Family of Dave Walker Says Evidence Points to Murder

Friends and family of Canadian journalist Dave Walker, whose badly decomposed body was found on May 1 in Siem Reap province, have issued new statements accusing the Cambodian and Canadian governments of being complicit in what they say was his murder.

According to a statement posted online by journalist Nate Thayer, but which is attributed to Dave Walker’s next of kin, Tammy Madon, an on-site investigation by a seven-member pathology and forensic team points to murder.

“Walker was found facing face up on his back,” the statement says.

“The preliminary determination was that Walker’s neck was broken. His hands were both tightly clenched in a fist-like position, grabbing at the ground. The medical professional pathology and forensic team specifically estimated that Walker was involved in a struggle, during which he was alive for approximately five minutes.”

The statement says the Canadian government is in possession of that information, and that it has “been aware for more than two months that a named person of interest in Dave Walker’s disappearance and now confirmed murder—another Canadian citizen—was living in Cambodia and that his Canadian passport had expired.”

It claims that this person of interest—whom the Cambodian authorities allegedly wanted to question over the death—fled Cambodia on Tuesday, using a new passport issued by the Canadian authorities.

Dave Walker, 58, disappeared under mysterious circumstances from his Siem Reap guesthouse in February. His body was found on May 1 by two boys near Angkor Thom inside the Angkor Archaeological Park.

Cambodian police have repeatedly said that Dave Walker died of a heart attack. On Thursday, the provincial police chief, Sort Nady, claimed that Dave Walker likely fell unconscious in the forest, alone and far from his guesthouse, because of a lack of fresh air among the trees.

But Ms. Madon says no autopsy was ever carried out, and that Cambodian officials even prevented the forensic team from taking the body to Thailand for further tests.

“For 48 hours since the public official cover-up into Walker’s murder began, the Canadian government has remained silent and become complicit in the intentional cover-up of the murder of a Canadian citizen,” she says.

A second statement, also issued by Ms. Madon, disputes claims by Touch Malai, deputy chief of the provincial technical and science police bureau, that the forensics experts from Canada and Thailand conducted an autopsy on the body.

“These statements are indisputably false and the true facts that Canadian citizen journalist Dave Walker was murdered are precisely known to the Canadian government, the Cambodian government, the professional medical team of pathologists and forensic specialists and the family of Dave Walker,” it says.

“There has, to date, been no autopsy,” the statement adds.

Mr. Malai could not be reached, but Pheng Pech, another deputy at the same bureau, denied the claims that the Canadian was murdered and that there had been a cover-up.

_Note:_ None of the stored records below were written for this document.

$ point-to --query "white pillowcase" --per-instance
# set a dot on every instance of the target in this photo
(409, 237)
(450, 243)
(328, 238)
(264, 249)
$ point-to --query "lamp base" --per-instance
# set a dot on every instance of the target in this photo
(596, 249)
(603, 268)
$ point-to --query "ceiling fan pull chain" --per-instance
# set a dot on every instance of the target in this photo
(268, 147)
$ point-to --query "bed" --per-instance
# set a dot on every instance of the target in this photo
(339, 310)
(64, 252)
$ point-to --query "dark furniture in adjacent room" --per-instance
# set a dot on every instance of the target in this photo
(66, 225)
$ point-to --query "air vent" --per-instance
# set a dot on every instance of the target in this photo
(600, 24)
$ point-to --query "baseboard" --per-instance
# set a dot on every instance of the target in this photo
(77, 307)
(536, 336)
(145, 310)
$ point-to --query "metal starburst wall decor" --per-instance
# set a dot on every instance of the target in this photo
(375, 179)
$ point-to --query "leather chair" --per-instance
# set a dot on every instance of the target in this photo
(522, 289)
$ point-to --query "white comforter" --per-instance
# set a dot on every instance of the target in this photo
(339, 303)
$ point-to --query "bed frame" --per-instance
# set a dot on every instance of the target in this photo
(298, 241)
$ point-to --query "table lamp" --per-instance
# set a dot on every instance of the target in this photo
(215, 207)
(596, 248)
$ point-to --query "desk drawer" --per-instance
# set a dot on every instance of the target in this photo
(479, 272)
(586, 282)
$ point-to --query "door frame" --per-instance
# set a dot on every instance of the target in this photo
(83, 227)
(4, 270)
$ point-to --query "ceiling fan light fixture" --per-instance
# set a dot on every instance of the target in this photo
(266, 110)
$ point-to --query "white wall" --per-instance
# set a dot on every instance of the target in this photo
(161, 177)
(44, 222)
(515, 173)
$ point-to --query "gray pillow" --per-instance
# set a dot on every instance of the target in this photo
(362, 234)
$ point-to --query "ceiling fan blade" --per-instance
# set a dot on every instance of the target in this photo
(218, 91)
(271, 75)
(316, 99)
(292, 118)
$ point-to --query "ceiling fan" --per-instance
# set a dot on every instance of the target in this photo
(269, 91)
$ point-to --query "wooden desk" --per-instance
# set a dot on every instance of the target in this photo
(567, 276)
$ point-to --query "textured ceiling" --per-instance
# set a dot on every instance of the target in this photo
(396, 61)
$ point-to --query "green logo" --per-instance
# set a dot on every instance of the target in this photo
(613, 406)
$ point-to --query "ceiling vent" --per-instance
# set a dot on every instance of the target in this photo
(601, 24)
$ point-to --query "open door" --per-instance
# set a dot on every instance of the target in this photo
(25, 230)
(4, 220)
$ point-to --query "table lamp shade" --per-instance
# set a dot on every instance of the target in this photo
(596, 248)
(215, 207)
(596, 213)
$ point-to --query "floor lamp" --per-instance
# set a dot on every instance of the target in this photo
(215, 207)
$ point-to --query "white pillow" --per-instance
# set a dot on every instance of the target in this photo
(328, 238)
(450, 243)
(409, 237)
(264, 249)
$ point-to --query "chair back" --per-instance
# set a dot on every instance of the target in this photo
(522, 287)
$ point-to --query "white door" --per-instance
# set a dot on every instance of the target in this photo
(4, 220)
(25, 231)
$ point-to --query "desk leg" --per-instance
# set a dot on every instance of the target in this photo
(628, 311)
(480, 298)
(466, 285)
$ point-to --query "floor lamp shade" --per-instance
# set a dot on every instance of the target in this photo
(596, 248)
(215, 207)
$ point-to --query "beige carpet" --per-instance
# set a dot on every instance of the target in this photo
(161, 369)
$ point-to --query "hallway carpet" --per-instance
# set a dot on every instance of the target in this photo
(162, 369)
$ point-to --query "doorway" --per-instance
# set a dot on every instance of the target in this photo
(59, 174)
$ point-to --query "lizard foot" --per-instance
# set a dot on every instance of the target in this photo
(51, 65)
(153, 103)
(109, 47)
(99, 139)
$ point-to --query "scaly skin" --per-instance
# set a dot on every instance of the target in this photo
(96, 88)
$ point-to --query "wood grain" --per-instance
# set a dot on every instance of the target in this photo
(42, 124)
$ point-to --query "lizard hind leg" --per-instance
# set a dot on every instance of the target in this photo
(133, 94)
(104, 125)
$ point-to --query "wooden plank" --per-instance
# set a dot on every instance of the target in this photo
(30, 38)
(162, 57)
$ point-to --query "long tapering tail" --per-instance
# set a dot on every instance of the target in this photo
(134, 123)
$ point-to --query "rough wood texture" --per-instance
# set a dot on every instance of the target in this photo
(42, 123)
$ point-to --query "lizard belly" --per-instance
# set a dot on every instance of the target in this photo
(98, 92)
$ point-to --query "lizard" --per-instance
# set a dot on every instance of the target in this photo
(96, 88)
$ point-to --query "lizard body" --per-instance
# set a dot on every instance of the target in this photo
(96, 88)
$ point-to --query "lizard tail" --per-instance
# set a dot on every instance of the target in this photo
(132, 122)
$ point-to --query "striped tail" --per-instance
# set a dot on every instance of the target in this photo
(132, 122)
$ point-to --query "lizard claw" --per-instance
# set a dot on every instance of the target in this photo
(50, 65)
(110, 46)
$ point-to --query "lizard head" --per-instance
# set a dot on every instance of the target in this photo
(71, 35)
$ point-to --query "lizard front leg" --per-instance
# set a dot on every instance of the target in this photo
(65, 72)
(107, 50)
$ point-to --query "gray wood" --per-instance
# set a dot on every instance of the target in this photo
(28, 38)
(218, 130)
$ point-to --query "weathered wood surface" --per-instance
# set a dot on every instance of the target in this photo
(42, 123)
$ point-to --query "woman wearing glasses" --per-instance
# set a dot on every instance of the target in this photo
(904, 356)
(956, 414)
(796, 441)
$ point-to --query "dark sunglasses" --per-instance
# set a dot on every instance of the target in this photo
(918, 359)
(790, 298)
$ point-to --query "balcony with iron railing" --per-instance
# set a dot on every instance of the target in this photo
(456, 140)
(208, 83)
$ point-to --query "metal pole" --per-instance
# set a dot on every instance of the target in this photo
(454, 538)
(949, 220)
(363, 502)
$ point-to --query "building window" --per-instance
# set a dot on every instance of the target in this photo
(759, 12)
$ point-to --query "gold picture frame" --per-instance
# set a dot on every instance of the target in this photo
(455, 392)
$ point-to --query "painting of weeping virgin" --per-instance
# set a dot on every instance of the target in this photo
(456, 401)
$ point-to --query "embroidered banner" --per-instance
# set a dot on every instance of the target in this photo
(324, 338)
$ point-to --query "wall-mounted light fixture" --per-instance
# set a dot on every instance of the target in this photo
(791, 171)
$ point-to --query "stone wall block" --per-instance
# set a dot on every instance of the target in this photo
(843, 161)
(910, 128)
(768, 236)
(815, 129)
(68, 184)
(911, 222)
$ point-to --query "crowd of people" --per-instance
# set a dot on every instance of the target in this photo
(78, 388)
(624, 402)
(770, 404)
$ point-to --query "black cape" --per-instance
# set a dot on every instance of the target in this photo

“What proof do they have that it is a murder case?” he asked.

“If he said it’s a murder, please invite him to testify with the police, because we haven’t seen that it is a murder, based on our examination.”

Mr. Pech also denied the claims that Cambodian authorities prevented the international forensic team from conducting further test on the body in Thailand, saying that the authorities here have to complete paperwork on the case.

“Right now, the corpse is being kept at the provincial referral hospital to wait for a relative or the embassy to come and take it,” he said.

Officials at the Canadian Embassy in Bangkok could not be reached.